Two infants with leukaemia are now in remission, thanks to a world-first treatment that uses genetically engineered T-cells from healthy donors.
The UK patients were first given the treatment back in 2015, after chemotherapy failed to show results. Now, after two years, both remain cancer-free.
If similar success is seen in future trials, the treatment could offer a cheap and universal way to fight cancers, without needing to tailor T-cells specifically for different patients.
"This application of an emerging technology has provided a demonstration of the potential of gene-editing strategies for engineered cell therapies, albeit with a clinical experience limited to two infants," the team from London’s Great Ormond Street Hospital writes.
The infants, who were 11 months and 16 months when they started the new treatment, had previously undergone chemotherapy to treat leukaemia. Both treatments failed to show any results, and their parents were told they should prepare for the worst.
With no other options, doctors at London’s Great Ormond Street Hospital tried a new procedure: injecting the infants with genetically engineered T-cells - known as chimeric antigen receptor, or CAR-T cells - taken from healthy donors.
"I didn't want to go down that road, I'd rather that she tried something new and I took the gamble," Ashleigh Richards, father of one of the infants, Layla Richards (pictured above), told James Gallagher at the BBC shortly after the treatments in 2015.
"And this is her today standing laughing and giggling, she was so weak before this treatment, it was horrible and I'm just thankful for this opportunity."
T-cells are a type of white blood cell that can attack and destroy infected cells within the body, including cancer cells.
Unfortunately, the body's T-cells aren't always up to the task of finding and destroying all cancerous cells, especially if they're growing particularly fast.
There have been attempts in the past to improve T-cells' ability specifically seek and destroy cancer cells.

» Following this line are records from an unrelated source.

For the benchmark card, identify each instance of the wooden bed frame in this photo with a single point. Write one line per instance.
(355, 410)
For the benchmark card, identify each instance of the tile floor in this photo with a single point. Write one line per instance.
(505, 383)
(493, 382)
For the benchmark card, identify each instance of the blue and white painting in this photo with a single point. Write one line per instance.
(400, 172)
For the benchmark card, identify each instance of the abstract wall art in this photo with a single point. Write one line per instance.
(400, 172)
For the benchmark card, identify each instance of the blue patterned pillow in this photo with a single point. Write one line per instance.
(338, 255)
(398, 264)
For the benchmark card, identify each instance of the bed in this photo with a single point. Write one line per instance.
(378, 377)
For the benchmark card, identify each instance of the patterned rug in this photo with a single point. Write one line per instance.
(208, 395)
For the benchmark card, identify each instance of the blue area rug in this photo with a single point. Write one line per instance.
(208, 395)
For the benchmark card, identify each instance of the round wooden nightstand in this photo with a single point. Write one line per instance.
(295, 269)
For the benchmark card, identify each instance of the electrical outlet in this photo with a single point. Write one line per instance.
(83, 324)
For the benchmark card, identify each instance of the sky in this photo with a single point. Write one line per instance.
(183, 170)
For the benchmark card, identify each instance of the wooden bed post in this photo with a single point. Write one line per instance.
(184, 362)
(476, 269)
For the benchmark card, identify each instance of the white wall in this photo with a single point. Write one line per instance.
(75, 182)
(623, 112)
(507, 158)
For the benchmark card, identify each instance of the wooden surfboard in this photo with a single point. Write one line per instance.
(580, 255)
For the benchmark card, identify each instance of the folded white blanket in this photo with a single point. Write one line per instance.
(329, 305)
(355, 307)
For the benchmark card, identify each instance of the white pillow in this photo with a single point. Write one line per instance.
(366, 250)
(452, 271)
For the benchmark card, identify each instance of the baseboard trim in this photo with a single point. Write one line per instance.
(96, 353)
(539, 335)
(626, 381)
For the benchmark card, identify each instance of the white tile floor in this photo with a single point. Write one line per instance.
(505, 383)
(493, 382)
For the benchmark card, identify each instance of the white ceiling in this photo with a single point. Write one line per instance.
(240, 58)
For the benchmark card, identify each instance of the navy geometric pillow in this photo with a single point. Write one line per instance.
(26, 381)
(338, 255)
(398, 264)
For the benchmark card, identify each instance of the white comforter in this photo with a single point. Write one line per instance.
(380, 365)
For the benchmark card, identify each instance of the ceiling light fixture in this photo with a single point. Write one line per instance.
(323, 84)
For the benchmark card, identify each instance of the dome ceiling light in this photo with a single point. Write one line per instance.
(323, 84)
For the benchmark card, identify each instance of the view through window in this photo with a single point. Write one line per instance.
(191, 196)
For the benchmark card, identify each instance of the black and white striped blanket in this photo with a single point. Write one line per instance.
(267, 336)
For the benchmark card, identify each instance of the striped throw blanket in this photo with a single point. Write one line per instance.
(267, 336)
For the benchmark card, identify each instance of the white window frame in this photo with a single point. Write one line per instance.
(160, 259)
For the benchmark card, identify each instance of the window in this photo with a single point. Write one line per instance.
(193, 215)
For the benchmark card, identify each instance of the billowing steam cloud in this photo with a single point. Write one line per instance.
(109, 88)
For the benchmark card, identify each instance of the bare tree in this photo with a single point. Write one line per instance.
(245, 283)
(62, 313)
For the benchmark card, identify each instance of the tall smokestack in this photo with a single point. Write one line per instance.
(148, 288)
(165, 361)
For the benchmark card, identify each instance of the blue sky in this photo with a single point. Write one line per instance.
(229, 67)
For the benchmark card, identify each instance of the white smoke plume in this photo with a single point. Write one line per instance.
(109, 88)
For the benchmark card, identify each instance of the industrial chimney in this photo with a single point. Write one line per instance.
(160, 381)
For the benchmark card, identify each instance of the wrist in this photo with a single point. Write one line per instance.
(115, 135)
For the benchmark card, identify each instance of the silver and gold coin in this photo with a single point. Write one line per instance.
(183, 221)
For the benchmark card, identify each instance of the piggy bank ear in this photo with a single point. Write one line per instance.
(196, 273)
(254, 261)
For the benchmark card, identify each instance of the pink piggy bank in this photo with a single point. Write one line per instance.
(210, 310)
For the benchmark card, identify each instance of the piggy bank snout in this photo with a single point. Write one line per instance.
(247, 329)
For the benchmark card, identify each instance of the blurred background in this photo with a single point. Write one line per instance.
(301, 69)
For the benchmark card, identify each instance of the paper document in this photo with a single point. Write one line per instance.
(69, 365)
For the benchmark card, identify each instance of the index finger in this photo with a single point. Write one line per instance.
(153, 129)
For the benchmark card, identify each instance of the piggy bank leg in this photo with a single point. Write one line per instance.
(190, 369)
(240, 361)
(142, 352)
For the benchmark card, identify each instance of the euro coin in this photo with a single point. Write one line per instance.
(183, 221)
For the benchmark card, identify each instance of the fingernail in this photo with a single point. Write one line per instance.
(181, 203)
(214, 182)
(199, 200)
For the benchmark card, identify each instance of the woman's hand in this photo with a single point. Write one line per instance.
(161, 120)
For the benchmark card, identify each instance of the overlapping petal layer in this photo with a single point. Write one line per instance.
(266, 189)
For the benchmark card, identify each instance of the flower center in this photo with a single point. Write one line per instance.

One of the most successful ways involves doctors taking a patient’s own T-cells, genetically engineering them to better target errant cells, and placing them back in the body, where they reproduce and form a more aggressive army.
But not all patients have enough heathy cells for this to work.
This new treatment, on the other hand, doesn’t require a patient’s own T-cells, meaning doctors could soon have genetically engineered treatments ready to be implemented as soon as cancer is diagnosed, instead of having to wait for the patient’s own T-cells to be engineered.
"We're in a wonderful place compared to where we were five months ago, but that doesn't mean cure," team member Paul Veys from University College London told the BBC back in 2015.
"The only way we will find out if this is a cure is by waiting that one or two years, but even having got this far from where we were is a major, major step."
It has now been one to two years, and both children are still in remission, suggesting that the treatment has worked so far.
It’s important to note that the treatment has only been performed on two patients, so there will need to be more successful trials involving a much larger group of patients before the treatment is widely available for other patients.
But it’s exciting to see the results so far, particularly when it means saving the lives of two babies.
Besides the treatment's apparent success, having an off-the-shelf treatment would be a whole lot cheaper than genetically engineering each patient’s own T-cells.
This new process would involve using the blood of donors to create large batches of CAR-T that could be frozen and given out in doses.
"We estimate the cost to manufacture a dose would be about US$4,000," CAR-T developer Julianne Smith, from a biopharmaceutical company called Cellectis that develops immunotherapies for cancer, told MIT Technology Review.
Smith, who was not involved in the research, says using a patient’s own T-cells costs roughly US$50,000 a pop, making the new treatment far more affordable.
Hopefully, as the research continues, more doctors will test the team’s treatment. If successful, the treatment could see use in hospitals all around the world, but only time will tell.
The team’s work has been published in Science Translational Medicine.